The department’s Employee Benefits Security Administration alleges that Milton Pate Sr. took out a loan from the plan that is currently in default with a balance of $94,778. Additionally, his son, Milton Pate Jr., secured three loans from the plan, with a remaining outstanding loan balance of $38,938. Finally, EBSA found that employee contributions to the plan between January 2007 and August 2008 were not forwarded in a timely manner, resulting in lost earnings of $1,800.

“Retirement assets are not a piggy bank to be raided whenever the principals of a company need extra cash. Employees contributed the assets for their future retirement needs, and the Labor Department will not allow fiduciaries to disregard their responsibilities,” said Isabel Colon, EBSA’s acting regional director in Atlanta.

The department is requesting that the court order the defendants to restore all losses to the plan, including interest or lost opportunity costs, and set off the defendants’ individual plan accounts against the amount of losses. Also, the department seeks removal of the defendants from their fiduciary roles, an order barring them from serving in the future as fiduciaries over any plan subject to ERISA, and the appointment of an independent fiduciary at the defendants’ expense.

The retirement plan is set up as a 401(k) profit-sharing plan that allows employees to contribute a portion of their earnings through payroll deductions.

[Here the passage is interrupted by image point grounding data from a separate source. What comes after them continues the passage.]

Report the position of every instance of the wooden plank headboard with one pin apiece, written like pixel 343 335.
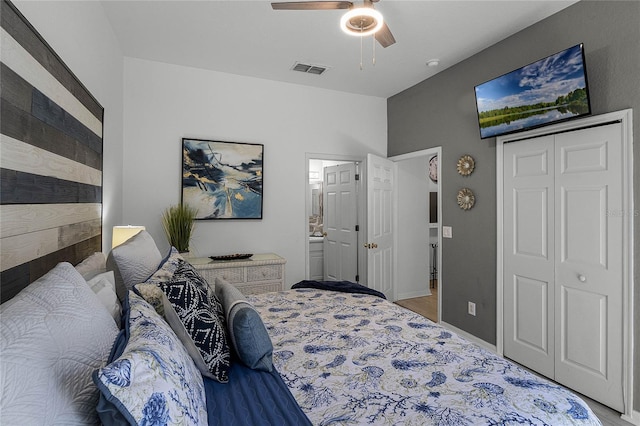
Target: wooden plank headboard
pixel 50 162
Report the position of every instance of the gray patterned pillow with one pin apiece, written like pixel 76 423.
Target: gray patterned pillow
pixel 202 317
pixel 247 333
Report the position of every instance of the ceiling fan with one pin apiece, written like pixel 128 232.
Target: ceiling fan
pixel 359 20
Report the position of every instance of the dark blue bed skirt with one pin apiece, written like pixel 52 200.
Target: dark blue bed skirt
pixel 252 398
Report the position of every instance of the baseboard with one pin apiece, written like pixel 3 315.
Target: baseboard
pixel 470 337
pixel 412 294
pixel 634 419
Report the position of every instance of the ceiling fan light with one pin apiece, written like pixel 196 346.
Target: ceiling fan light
pixel 361 21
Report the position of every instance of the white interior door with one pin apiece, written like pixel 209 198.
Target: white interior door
pixel 379 245
pixel 339 222
pixel 588 320
pixel 529 293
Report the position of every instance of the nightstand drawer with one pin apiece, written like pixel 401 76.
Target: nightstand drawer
pixel 259 274
pixel 264 273
pixel 232 275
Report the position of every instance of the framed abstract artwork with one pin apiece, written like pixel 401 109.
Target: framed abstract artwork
pixel 222 180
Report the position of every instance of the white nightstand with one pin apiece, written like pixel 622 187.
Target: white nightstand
pixel 259 274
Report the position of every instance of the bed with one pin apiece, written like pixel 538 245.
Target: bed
pixel 359 359
pixel 305 356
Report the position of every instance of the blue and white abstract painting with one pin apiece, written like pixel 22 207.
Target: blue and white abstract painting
pixel 223 180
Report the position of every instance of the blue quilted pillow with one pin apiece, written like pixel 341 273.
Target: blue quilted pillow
pixel 202 317
pixel 154 381
pixel 247 333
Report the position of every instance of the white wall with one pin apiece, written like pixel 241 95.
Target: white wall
pixel 81 35
pixel 412 241
pixel 164 103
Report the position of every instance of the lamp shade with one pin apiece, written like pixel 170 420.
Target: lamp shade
pixel 123 233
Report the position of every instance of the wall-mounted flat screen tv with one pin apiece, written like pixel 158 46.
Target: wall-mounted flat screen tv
pixel 547 91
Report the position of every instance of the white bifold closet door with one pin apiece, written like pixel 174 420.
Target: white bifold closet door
pixel 563 259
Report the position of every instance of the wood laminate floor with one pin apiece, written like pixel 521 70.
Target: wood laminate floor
pixel 427 306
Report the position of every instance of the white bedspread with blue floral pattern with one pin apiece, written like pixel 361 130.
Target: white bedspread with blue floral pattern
pixel 359 359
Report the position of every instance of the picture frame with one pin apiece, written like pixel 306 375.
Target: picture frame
pixel 222 180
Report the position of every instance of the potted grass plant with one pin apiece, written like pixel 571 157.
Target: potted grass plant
pixel 178 222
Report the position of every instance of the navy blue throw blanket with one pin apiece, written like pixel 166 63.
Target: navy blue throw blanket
pixel 252 397
pixel 343 286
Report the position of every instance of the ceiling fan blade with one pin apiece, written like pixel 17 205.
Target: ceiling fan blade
pixel 384 36
pixel 311 5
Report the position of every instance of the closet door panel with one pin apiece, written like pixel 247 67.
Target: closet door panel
pixel 588 317
pixel 529 252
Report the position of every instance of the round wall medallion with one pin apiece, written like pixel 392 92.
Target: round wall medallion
pixel 466 164
pixel 466 199
pixel 433 168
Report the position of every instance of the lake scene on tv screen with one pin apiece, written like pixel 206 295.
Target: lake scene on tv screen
pixel 549 90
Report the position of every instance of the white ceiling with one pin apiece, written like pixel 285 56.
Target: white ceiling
pixel 249 38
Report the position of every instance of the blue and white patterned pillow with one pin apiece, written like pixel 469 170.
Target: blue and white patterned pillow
pixel 202 316
pixel 154 381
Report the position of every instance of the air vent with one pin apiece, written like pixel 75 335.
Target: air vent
pixel 309 69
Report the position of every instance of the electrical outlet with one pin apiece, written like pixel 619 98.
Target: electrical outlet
pixel 471 309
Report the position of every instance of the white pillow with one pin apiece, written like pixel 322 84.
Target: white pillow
pixel 133 262
pixel 92 264
pixel 104 286
pixel 54 334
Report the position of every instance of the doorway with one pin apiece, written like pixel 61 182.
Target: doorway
pixel 327 257
pixel 418 237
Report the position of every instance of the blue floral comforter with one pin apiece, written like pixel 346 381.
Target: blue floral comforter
pixel 358 359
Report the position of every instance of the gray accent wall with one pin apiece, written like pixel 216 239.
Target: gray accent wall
pixel 440 111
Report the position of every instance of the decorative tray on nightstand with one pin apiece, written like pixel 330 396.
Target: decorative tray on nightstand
pixel 237 256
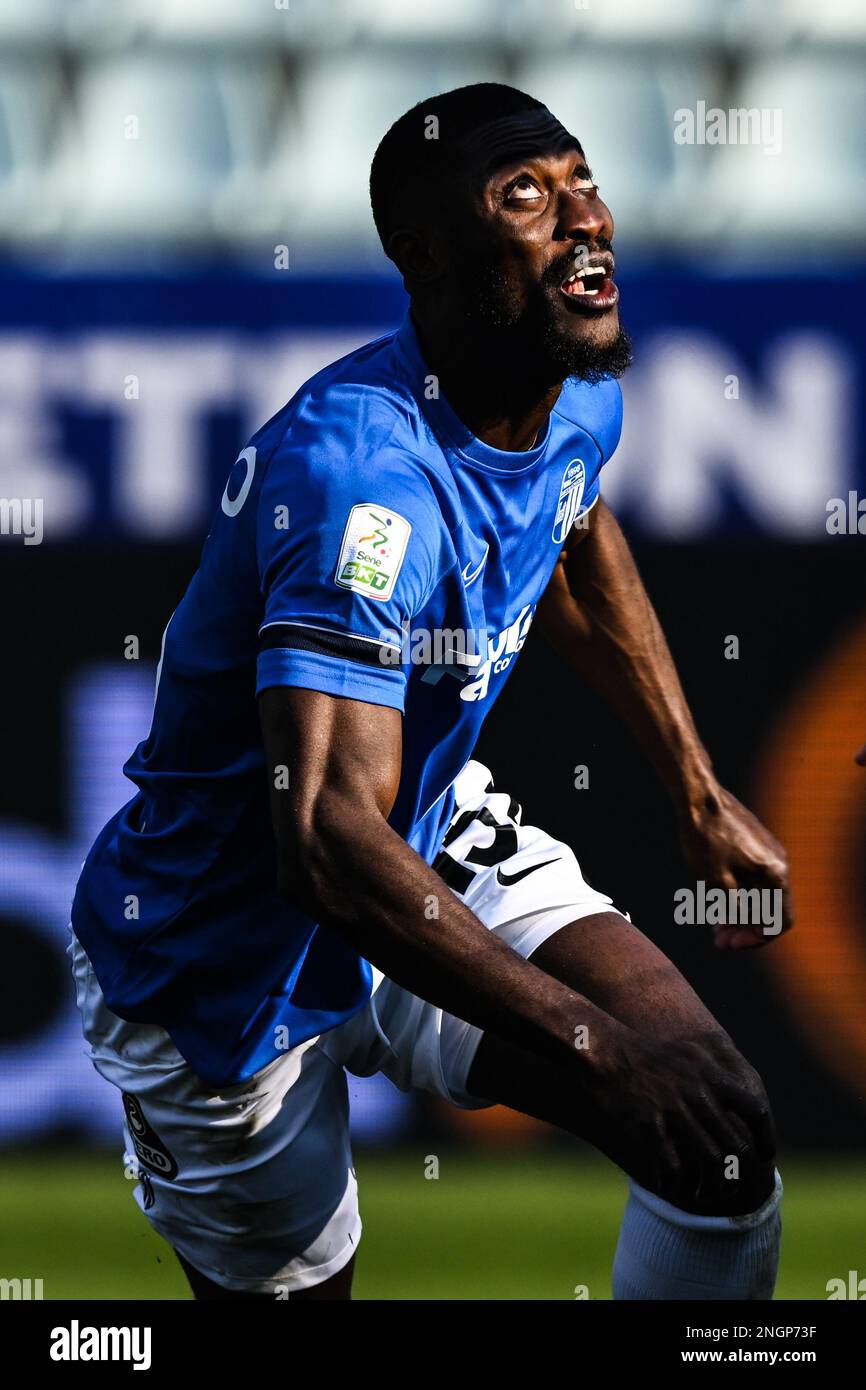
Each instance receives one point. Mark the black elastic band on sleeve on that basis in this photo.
(328, 644)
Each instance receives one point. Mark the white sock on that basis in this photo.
(669, 1254)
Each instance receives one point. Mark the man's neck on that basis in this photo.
(495, 398)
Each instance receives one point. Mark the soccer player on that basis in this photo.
(314, 876)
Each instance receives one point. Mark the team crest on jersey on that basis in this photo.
(373, 549)
(570, 498)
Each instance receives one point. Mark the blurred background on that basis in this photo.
(185, 238)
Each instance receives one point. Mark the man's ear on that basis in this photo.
(416, 255)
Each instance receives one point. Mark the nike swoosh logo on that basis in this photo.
(467, 578)
(506, 879)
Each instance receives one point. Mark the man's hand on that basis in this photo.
(727, 847)
(679, 1109)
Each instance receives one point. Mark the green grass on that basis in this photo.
(531, 1225)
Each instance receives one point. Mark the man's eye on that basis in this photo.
(521, 189)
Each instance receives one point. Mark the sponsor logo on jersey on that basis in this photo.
(371, 552)
(570, 498)
(501, 652)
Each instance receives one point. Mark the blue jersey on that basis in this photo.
(370, 546)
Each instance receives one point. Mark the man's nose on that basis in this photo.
(584, 217)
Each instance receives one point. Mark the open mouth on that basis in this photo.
(591, 287)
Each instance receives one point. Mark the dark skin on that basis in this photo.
(660, 1089)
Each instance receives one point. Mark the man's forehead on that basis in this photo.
(512, 138)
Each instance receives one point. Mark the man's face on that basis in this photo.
(534, 262)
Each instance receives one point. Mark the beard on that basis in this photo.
(533, 332)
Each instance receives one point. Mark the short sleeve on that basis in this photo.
(350, 546)
(606, 432)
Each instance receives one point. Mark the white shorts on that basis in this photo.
(253, 1183)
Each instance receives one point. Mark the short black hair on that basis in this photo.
(410, 150)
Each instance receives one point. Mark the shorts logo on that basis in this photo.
(570, 498)
(371, 552)
(149, 1147)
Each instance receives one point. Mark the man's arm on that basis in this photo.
(341, 862)
(597, 613)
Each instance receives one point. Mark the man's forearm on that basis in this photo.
(367, 884)
(598, 616)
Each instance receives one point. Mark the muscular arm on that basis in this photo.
(597, 613)
(341, 862)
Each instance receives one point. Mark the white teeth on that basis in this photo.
(581, 274)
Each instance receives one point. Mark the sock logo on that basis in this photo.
(148, 1144)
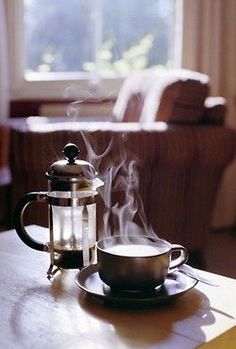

Milton Pate and Associates is an architectural design company with offices in Tucker, Ga., and Charleston, S.C.

This case resulted from an investigation conducted by EBSA’s Atlanta Regional Office. The Labor Department is represented in court by the department’s Office of the Solicitor. Employers and workers can reach the Atlanta office at 404-302-3900 or toll-free at 866-444-3272 for help with problems relating to private sector retirement and health plans. For more information, visit www.dol.gov/ebsa.

Solis v. Milton Pate and Associates Inc.